March 18th, 2013 by Kelly Liyakasa

Although 72 percent of companies plan to increase their spending on analytics this year, according to a survey by SAS and Accenture, Gartner has found that only 13 percent of companies currently make use of advanced “predictive analytics.”

During a morning keynote presentation, “Fast Forward: New Information. New Challenges. New Solutions” at the Gartner Business Intelligence & Analytics Summit 2013 in Dallas, Texas, Bill Hostmann, research vice president and Gartner distinguished analyst, began the presentation discussing the “fundamental shift” in information delivery.

“In the past, we saw large investments in suites of business applications while analytical capabilities were treated as the poor cousin,” he said.
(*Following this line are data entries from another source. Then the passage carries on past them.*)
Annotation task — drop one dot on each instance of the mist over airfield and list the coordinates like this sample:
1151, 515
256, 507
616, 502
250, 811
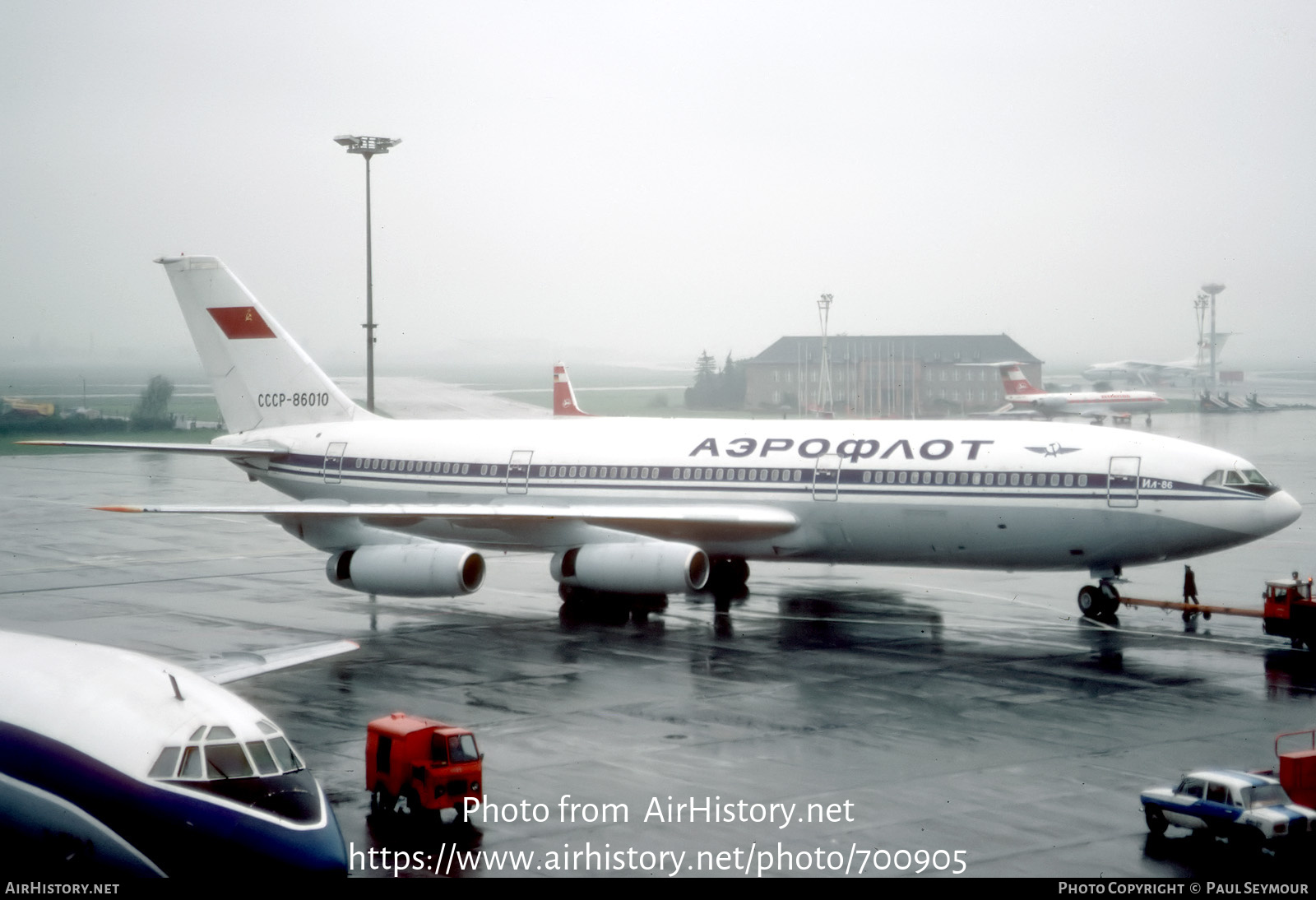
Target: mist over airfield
642, 182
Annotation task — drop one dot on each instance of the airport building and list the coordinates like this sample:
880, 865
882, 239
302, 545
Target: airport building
898, 377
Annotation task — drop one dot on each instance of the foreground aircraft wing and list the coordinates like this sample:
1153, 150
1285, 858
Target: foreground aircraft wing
204, 449
236, 666
688, 522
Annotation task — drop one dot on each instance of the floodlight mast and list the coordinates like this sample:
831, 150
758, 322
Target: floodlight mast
368, 147
1212, 290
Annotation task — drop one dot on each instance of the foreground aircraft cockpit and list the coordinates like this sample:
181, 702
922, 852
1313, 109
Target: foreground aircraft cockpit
260, 770
120, 763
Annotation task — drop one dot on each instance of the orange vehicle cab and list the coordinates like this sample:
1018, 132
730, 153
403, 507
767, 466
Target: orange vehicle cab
1289, 610
416, 765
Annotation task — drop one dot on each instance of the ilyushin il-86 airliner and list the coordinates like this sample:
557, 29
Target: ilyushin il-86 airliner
660, 505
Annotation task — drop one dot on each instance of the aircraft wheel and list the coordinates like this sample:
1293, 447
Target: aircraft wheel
1110, 601
1090, 601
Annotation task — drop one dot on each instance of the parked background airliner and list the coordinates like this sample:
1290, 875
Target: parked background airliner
645, 505
563, 397
1152, 373
1094, 404
115, 762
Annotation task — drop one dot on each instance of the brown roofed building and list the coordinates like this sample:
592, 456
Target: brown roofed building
897, 377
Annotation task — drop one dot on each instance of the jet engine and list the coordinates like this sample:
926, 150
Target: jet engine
408, 570
640, 568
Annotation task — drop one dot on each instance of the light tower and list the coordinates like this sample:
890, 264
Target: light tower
1201, 307
368, 147
826, 362
1212, 290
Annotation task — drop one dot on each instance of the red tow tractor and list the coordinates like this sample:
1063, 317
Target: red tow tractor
416, 766
1289, 610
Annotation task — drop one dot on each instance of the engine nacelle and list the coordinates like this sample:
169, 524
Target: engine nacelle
640, 568
408, 570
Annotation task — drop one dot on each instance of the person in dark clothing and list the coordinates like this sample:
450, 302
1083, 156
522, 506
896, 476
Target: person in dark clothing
1190, 591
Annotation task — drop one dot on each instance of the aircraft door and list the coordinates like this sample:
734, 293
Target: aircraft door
827, 476
1122, 485
519, 471
333, 463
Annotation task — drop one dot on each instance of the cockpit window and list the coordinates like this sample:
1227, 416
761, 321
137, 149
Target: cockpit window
227, 761
191, 763
261, 757
285, 755
164, 766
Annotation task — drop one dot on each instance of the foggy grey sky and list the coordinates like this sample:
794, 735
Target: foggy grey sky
651, 179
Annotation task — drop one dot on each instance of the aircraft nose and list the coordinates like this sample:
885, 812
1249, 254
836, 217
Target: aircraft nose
1281, 512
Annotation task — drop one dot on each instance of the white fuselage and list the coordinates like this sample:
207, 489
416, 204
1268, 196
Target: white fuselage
994, 495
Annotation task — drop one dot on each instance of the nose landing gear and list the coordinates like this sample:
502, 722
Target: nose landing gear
1099, 601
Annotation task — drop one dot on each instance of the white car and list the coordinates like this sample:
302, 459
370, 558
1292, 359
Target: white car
1247, 808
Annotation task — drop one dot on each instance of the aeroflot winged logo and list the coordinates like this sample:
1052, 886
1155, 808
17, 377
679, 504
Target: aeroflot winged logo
1053, 450
240, 322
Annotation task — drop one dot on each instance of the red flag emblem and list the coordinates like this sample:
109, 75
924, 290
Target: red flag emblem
240, 322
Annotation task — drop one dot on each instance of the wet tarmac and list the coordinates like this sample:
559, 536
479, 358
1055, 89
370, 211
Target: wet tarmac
920, 709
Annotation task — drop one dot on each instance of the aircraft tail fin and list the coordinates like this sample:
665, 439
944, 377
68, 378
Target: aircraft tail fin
261, 377
563, 397
1017, 383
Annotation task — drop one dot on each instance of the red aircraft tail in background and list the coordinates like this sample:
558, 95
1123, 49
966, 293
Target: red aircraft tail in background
563, 397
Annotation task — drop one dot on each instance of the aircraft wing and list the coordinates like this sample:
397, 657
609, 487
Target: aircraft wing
206, 449
686, 522
236, 666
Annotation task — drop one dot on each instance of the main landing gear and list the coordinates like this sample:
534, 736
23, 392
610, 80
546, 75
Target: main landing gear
1099, 601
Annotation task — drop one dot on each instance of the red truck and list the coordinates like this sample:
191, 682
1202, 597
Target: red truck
1289, 610
420, 765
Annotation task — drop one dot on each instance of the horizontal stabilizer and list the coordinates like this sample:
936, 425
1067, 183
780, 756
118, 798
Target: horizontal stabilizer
236, 666
690, 522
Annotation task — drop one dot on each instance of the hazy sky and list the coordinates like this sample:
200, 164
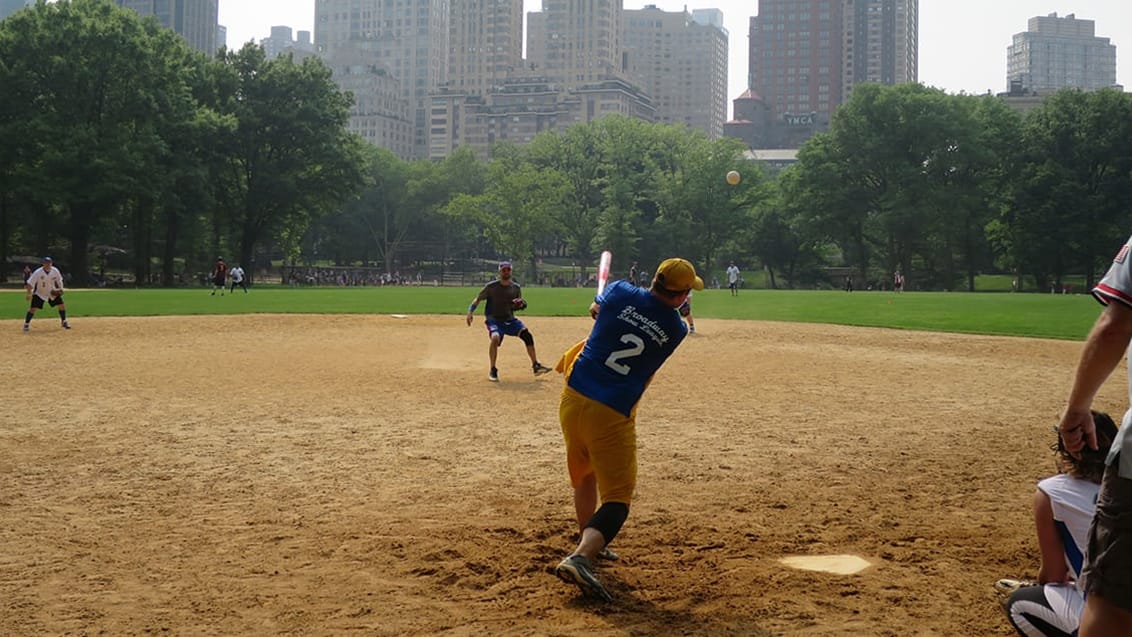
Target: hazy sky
962, 42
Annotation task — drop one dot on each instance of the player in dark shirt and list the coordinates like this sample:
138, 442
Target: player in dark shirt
635, 330
504, 297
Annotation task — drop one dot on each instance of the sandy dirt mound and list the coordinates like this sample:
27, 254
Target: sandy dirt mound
308, 475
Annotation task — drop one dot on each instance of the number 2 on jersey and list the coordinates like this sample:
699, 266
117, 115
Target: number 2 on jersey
635, 346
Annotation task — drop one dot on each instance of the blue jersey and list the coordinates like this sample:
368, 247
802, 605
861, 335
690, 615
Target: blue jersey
633, 336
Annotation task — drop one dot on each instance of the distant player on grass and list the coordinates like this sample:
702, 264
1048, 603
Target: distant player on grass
732, 278
635, 330
500, 295
219, 276
45, 284
1063, 508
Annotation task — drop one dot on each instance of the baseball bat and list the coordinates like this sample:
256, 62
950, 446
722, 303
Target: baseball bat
607, 259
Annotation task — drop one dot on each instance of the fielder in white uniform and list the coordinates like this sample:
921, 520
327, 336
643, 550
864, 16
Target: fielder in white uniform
45, 285
1108, 566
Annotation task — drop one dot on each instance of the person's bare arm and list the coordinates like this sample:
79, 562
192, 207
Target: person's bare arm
1103, 351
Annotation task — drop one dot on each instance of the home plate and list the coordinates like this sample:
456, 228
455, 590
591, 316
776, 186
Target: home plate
839, 565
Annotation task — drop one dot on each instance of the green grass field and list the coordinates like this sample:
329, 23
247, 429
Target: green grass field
1048, 316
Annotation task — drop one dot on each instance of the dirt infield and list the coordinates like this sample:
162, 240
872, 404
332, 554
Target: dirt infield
315, 475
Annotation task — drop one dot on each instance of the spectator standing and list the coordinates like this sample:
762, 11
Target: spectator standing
1108, 564
504, 297
635, 330
220, 276
45, 284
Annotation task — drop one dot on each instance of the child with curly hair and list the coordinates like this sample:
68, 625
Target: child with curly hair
1063, 508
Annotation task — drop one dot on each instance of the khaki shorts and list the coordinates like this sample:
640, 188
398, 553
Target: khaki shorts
1108, 569
599, 440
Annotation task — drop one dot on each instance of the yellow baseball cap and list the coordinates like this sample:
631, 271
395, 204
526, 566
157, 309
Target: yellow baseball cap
678, 275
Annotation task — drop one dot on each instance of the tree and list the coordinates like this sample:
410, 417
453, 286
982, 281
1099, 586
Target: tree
85, 84
291, 158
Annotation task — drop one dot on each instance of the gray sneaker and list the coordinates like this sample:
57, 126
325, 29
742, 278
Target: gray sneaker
579, 570
607, 554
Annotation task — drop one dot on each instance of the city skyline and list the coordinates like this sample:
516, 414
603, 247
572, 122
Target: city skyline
962, 42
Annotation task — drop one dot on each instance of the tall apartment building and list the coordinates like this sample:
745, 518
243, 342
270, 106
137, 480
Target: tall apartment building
281, 41
9, 7
406, 37
195, 19
806, 56
680, 61
1056, 53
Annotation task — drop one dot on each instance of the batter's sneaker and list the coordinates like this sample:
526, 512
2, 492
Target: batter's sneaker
577, 569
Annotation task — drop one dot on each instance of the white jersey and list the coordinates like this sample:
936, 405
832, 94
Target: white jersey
1073, 502
1116, 285
43, 282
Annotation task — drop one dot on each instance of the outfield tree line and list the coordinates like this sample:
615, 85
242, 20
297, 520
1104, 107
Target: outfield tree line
944, 187
116, 136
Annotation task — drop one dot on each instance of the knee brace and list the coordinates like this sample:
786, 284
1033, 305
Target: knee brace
609, 518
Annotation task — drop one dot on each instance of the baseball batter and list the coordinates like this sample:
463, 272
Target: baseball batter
502, 295
45, 285
635, 330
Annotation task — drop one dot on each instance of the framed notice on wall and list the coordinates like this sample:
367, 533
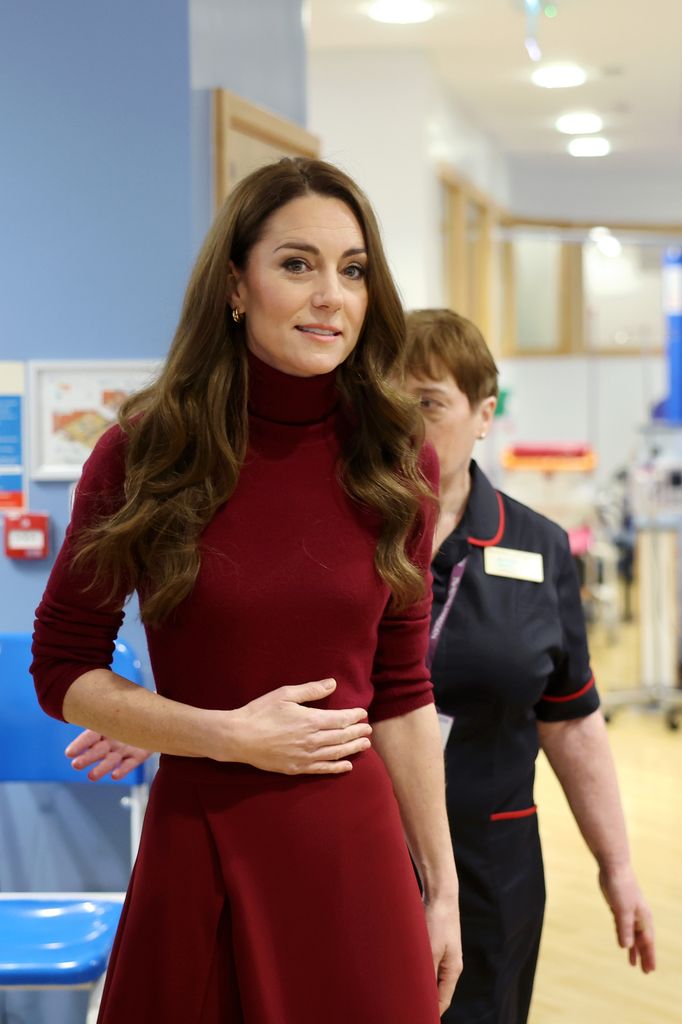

However, in the fast-paced world of connected devices, “the use and analysis of information has to be a core business competency” in any enterprise’s strategy.

Marketing Matters in selling analytics in the enterprise.

Marketing Matters in selling analytics in the enterprise.

Business users are looking for context in their mounds of “quantitative data,” explained Gartner’s Ian Bertram, and historical business intelligence, reporting, and the structured data warehouse do not fully fulfill the shift in needs of today’s organizations. While many companies look at “descriptive” data models, which answers the question, “what happened?” companies are beginning to address the business problems that predictive analytics (what will happen?) and prescriptive analytics (what should we do with what we know will happen?) answers.

Although a small fraction of companies, 3 percent, now use “prescriptive analytics,” interest is growing, Bertram said. The greatest challenge? It will require new skills and a shift in the departmental mind sets many enterprises have grown accustomed to. The benefits, however, outweigh the struggles.

“Answers cannot be expressed in simple arithmetic (alone),” Bertram said. “Top ten products by revenue are made more actionable by displaying what attributes customers value most” and agile, actionable analytics that blend historic data with insights from across a company’s many channels spanning video to social media, enrich the analysis with attribution.

Changing people and processes to adapt to new analytical technologies will require continuous marketing of their capabilities, and benefits to the enterprise. Advanced analytics will change job roles and responsibilities, Hostmann said, and “it’s up to us to spread the analytical consciousness. Sell the value to your enterprise in their day to day roles.”